CHARLY, MAIKE UND VILLA MARIECHEN

Der Flaggenmast vor der »Villa Mariechen«, dem »Inselhuus« in der Rösingstraße 10 signalisiert, aus welchem Bundesland die Gäste in der Ferienwohnung im ersten Stock kommen. Die liebevolle Bepflanzung rund um das Haus und die Terrasse sowie die stilvolle Einrichtung strahlen pure Behaglichkeit und Willkommenskultur aus.

Da ist es auch kein Wunder, dass Maike und Volker »Charly« Langhoop ein Spiegelbild ihres sympathischen Heims sind.
Ebenso wenig verwunderlich ist es, dass sich das ältere Ehepaar (75 und 78 Jahre) über mangelnden Zuspruch der Feriengäste nicht beklagen kann. »Und wenn wir einmal keine Gäste haben, ist das auch nicht so schlimm«, verweist der freundliche Gastgeber auf die reifen Jahrgänge seiner Maike, einer Schneidermeisterin und seiner selbst. Allerdings sind beide noch sehr rüstig, unternehmen ausgedehnte Radtouren und sehen sich auf dem Festland auch mal gern andere Länder an. So wie kürzlich, als Maike und Volker Belgiens Hauptstadt Brüssel besucht hatten, dann aber wieder für ihre Besucher da waren.
»Der größte Teil unserer Urlauber sind Stammgäste, meist aus Nordrhein-Westfalen, aber auch aus anderen Bundesländern
und der Schweiz oder aus Frankreich «, verrät »Charly«, von dem kaum jemand weiß, dass er vor 75 Jahren mal als Volker  Langhoop getauft worden ist. »Ich wurde schon in der Schule so genannt«, weiß »Charly« selbst nicht mehr so genau, weshalb er diesen Namen hat.
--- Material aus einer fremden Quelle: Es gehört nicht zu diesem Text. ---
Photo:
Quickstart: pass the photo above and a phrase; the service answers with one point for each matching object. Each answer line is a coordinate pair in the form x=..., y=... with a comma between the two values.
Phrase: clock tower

Der liebenswürdige alte Herr gehört noch zu den waschechten Insulanern, was heißt, dass er – was heute nicht mehr möglich ist, weil alle Wangerooger Kinder nur noch auf dem Festland zur Welt kommen – auf seiner Insel geboren ist. »Wir Insulaner sind eine aussterbende Rasse«, meint »Charly« mit Galgenhumor.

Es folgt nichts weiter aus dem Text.